Blonde-haired, blue-eyed Alex can't exactly see the future, but he can sense death's approach. His premonitions send him screaming off an airplane in the beginning of the film and later on frantic missions to save the lives of his schoolmates, always a moment too late.
Unlike other teen thrillers, Final Destination has no villains, aside from destiny and chance. Faced with Alex's gift and their own dwindling numbers, the characters are forced to consider what control, if any, they have over life and death. If Alex can help them escape death now, what then? Will death come back immediately? Or was a close call all that was in the cards to begin with?

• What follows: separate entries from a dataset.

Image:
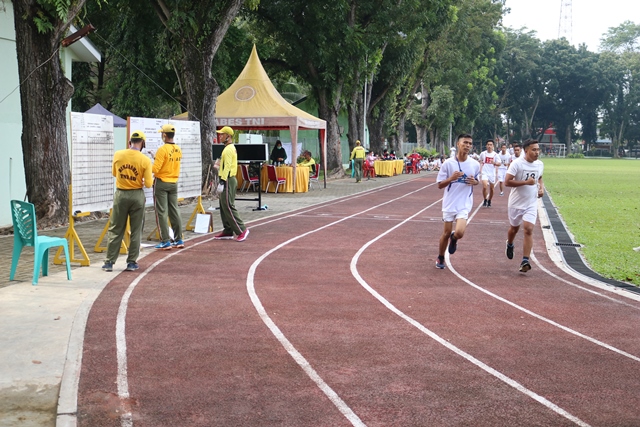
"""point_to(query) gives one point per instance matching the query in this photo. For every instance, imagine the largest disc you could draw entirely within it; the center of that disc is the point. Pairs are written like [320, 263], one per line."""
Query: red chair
[368, 170]
[273, 177]
[314, 177]
[248, 181]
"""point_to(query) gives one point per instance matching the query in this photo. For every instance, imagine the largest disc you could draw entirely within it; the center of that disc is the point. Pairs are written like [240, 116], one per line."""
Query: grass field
[599, 200]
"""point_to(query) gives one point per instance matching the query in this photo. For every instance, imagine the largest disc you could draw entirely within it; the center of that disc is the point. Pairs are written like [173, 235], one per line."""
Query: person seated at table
[371, 158]
[278, 154]
[308, 161]
[437, 164]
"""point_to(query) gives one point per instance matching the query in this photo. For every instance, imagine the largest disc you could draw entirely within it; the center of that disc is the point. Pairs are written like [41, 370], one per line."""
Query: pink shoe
[243, 235]
[223, 236]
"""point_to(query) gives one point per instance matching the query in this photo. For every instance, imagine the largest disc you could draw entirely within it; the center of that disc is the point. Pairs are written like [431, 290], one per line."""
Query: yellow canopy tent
[253, 103]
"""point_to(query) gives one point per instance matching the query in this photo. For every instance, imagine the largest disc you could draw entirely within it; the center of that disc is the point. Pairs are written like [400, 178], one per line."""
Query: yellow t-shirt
[358, 152]
[228, 162]
[166, 165]
[309, 163]
[132, 170]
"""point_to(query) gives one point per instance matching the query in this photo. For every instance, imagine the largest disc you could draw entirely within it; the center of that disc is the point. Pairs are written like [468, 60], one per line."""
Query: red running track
[335, 315]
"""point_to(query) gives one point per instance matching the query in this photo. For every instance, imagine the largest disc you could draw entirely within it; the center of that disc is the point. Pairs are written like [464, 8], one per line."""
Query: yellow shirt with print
[228, 162]
[358, 152]
[309, 163]
[166, 166]
[132, 170]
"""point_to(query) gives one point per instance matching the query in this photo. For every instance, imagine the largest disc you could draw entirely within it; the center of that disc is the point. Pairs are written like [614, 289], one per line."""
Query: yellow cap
[167, 128]
[226, 130]
[138, 134]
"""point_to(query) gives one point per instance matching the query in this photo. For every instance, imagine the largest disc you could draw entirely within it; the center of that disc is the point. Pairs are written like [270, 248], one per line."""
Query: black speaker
[246, 152]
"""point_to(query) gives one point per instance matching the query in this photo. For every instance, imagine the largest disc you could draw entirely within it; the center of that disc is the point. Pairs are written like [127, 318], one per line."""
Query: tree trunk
[44, 94]
[399, 140]
[329, 112]
[567, 136]
[617, 140]
[421, 131]
[201, 91]
[376, 129]
[354, 115]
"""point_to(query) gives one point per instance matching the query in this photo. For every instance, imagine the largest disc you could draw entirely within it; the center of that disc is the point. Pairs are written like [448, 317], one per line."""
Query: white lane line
[354, 271]
[575, 285]
[288, 346]
[122, 379]
[536, 315]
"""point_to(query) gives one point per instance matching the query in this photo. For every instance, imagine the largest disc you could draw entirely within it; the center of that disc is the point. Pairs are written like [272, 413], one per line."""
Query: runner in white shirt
[516, 152]
[525, 178]
[457, 176]
[488, 161]
[505, 161]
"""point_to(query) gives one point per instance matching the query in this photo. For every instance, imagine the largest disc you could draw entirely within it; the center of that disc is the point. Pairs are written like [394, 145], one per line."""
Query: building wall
[11, 164]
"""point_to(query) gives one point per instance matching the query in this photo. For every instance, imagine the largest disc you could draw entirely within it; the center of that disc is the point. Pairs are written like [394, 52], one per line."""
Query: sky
[591, 18]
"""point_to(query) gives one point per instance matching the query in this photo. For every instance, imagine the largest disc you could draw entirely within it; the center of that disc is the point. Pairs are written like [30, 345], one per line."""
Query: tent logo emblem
[245, 93]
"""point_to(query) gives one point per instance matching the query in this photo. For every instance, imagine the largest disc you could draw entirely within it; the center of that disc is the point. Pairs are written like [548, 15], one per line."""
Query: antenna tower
[566, 24]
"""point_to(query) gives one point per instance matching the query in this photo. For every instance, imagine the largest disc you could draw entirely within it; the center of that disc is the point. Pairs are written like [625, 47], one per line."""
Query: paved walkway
[41, 324]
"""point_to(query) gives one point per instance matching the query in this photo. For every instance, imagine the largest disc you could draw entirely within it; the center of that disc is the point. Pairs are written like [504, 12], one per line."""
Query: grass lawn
[599, 200]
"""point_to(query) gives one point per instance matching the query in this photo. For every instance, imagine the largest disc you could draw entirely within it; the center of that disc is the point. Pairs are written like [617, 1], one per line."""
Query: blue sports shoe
[132, 266]
[164, 246]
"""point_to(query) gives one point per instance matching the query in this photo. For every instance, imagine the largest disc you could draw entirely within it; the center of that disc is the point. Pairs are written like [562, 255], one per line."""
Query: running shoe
[164, 246]
[223, 236]
[132, 266]
[525, 266]
[243, 235]
[509, 250]
[453, 244]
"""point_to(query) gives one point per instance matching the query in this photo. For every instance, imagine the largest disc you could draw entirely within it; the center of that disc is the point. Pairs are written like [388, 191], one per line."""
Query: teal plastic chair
[25, 233]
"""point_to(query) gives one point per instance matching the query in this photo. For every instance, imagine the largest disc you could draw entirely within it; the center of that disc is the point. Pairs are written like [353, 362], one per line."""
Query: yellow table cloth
[388, 167]
[286, 172]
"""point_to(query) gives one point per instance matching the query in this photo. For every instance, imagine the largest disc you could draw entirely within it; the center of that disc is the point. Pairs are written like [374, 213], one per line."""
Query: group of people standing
[521, 172]
[133, 170]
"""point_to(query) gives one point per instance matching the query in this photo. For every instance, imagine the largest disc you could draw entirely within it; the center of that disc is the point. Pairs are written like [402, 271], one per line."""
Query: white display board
[187, 138]
[91, 160]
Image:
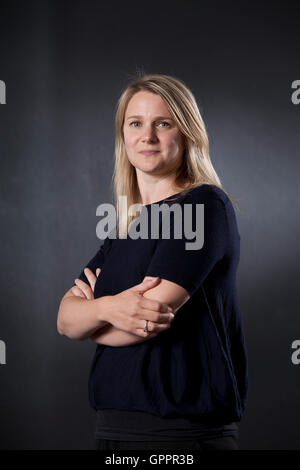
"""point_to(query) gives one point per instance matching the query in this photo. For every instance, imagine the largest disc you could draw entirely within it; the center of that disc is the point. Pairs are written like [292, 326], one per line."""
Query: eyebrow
[157, 117]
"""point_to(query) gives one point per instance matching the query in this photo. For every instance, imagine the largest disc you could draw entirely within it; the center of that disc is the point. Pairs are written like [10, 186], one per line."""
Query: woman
[159, 381]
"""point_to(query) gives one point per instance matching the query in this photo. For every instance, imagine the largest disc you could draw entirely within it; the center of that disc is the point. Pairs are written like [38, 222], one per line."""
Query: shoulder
[207, 193]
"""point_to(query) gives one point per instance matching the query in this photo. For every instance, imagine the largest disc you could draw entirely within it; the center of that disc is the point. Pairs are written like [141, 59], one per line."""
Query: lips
[149, 152]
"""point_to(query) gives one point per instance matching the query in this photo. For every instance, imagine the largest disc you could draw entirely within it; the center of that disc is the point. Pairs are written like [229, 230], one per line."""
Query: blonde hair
[196, 168]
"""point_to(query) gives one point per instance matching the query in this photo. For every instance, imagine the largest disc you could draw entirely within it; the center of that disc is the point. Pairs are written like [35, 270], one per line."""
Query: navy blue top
[197, 368]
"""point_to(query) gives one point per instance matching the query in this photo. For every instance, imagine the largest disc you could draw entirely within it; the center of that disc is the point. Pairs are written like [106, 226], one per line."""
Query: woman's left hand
[81, 289]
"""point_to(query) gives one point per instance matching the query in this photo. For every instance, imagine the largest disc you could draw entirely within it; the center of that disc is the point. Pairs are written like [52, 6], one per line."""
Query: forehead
[146, 103]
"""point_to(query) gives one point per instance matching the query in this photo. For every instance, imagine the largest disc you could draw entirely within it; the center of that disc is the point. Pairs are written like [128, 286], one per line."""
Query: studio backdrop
[63, 66]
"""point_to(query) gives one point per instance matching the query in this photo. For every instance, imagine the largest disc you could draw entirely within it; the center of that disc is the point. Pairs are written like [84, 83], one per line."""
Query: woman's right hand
[129, 310]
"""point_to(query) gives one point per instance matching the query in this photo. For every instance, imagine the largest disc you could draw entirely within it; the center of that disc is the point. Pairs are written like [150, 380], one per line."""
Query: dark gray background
[65, 65]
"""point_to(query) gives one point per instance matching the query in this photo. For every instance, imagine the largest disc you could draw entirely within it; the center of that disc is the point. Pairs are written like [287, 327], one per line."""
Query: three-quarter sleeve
[96, 262]
[189, 267]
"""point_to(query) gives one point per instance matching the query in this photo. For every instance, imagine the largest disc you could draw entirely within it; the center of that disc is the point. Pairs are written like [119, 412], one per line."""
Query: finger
[90, 277]
[152, 328]
[146, 285]
[98, 271]
[155, 305]
[78, 292]
[85, 288]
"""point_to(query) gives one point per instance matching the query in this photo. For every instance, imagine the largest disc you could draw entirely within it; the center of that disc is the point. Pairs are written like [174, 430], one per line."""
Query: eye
[137, 122]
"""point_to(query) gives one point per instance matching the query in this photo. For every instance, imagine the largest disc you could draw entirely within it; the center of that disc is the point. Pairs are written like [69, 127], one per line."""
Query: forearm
[109, 335]
[79, 318]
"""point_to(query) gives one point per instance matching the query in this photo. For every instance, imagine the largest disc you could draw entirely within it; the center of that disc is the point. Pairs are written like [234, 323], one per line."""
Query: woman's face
[148, 125]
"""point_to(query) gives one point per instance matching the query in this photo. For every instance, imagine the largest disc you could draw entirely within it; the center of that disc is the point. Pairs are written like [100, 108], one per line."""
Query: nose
[149, 134]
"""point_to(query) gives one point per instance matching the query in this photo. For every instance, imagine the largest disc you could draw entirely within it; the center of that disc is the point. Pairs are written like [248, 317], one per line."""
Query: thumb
[146, 285]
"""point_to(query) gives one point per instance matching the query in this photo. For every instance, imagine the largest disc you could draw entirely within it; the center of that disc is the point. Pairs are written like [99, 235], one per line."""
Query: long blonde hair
[196, 168]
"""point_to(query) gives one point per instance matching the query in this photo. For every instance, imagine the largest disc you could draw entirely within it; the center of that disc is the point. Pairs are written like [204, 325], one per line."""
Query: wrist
[103, 309]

Director James Wong (X-files) plays on these questions in creating a unique tone in which death lurks around every mundane corner. Shadows and suspenseful sound effects highlight random details and events - a loose screw, a leaky faucet, a decision to go shave - that later have deadly consequences. We become convinced that chance, more than anything, is our greatest cause for fear. Which is why driving 90 miles per hour down the wrong side of the street doesn't seem so dangerous. By the time that scene comes, turning right instead of left at a stop light is greater cause for alarm.
The cruel hand of fate works mainly in two ways to kill the doomed teenagers in Final Destination; either they die suddenly or suffer through a series of involved mishaps. The former provide some of the film's best and most shocking moments; the latter occasionally comes off like slapstick comedy. It's a slippery slope, relying on chance to kill characters and then having to manipulate chance so that they die.
The film negotiates this slope, in part, by allowing the audience to consider whether death is actively working to claim the lives that Alex saved earlier. "We are all mice caught by the cat," says a mortician, a minor character, in a gravely baritone voice, explaining that if a person escapes death, death only becomes more determined.
It's a shame the mortician only makes one appearance in the film since his presence, both spooky and intelligent, makes for one of the film's best scenes. In that same scene two main characters exhibit the traits that make them most interesting - a curiosity about fate and a pathos in confronting it. Later in the movie they behave more like clichés.
Final Destination is by no means a work of art; nor is it even an outstanding thriller. But it poses interesting questions, is nicely filmed, and creates real fear and suspense, if you like that sort of thing.